If we really want to get serious about this (and I think we do) we need to stop reinventing infrastructure every 10 years and start doubling down on stability. Cloud computing, in earnest, has only been around a short while. I’m not even convinced it’s the right path forward, just happens to align best with business interests, but it seems to be the devil we’re stuck with so now we need to really dig in and make it solid. I think we’re actually in that process right now.

adrianN · on Dec 11, 2021

Because no two systems are alike and these are nonlinear effects that strongly depend on the details, would be my guess.

pfortuny · on Dec 11, 2021

Exponential behaviour is hard to understand.

Also, experiments at this size and speed have never been carried out before.

And statistical behaviours are very difficult to understand. First thing: 99.9999% uptime for ALL users is HUGELY different from 99.999%.

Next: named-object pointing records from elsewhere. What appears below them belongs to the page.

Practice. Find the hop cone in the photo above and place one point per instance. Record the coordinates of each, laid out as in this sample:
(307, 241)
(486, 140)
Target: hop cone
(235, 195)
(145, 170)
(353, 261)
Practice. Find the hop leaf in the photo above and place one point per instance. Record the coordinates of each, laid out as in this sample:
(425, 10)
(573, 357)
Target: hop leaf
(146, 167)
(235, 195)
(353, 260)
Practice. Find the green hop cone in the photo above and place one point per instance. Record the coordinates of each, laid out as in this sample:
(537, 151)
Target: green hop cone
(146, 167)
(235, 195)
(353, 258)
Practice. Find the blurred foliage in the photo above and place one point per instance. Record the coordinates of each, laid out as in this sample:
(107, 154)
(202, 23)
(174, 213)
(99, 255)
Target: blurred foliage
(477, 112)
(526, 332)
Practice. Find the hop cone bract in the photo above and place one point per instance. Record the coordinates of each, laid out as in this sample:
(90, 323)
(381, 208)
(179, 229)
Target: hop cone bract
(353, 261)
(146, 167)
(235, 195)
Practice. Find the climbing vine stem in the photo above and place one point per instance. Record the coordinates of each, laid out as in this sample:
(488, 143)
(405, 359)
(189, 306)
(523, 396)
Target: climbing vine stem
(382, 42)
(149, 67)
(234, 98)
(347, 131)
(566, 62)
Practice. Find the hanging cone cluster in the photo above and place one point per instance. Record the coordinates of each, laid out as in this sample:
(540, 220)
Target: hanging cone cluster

As a matter of fact, this was just one of amazon’s zones, rememeber.

Edit: finally, the right model for these systems might well have no mean (fat tails…) and then where do the statistics go from there?

ksrm · on Dec 11, 2021

Because """software engineering""" is a joke.

vmception · on Dec 11, 2021

> Most of them are designs based on nothing but uninformed intuition.

Or because they read it on a Google|AWS Engineering blog

vmception · on Dec 11, 2021

Or they regurgitated a bullshit answer from a system design prep course while pretending to think of it on the spot just to get hired

EnlightenedBro · on Dec 11, 2021

But what's a good alternative then? What if the internet connection has recovered? And you were at the, for example, 4 minute retry loop. Would you just make your users stare at a spinning loader for 8 minutes?

kqr · on Dec 11, 2021

Sure, why not?

Or tell them directly that "We have screwed up. The service is currently overloaded. Thank you for your patience. If you still haven't given up on us, try again a less busy time of day. We are very sorry."

There are several options, and finding the best one depends a bit on estimating the behaviour of your specific target audience.

xmprt · on Dec 11, 2021

I first learned about exponential backoff from TCP and TCP has a lot of other smart ways to manage congestion control. You don't need to implement all the ideas into client logic but you can also do a lot better than just basic exponential backoff.

sciurus · on Dec 11, 2021

See for instance the client request rejection probability equation at https://sre.google/sre-book/handling-overload/

heisenbit · on Dec 11, 2021

The problem shows up at the central system while the peripheral device is causing it. And those systems belong to very different organizations with very different priorities. I still remember how difficult the discussion was with 3G basestation team persuading them to implement exponential backoff with some random factor when connecting to the management system.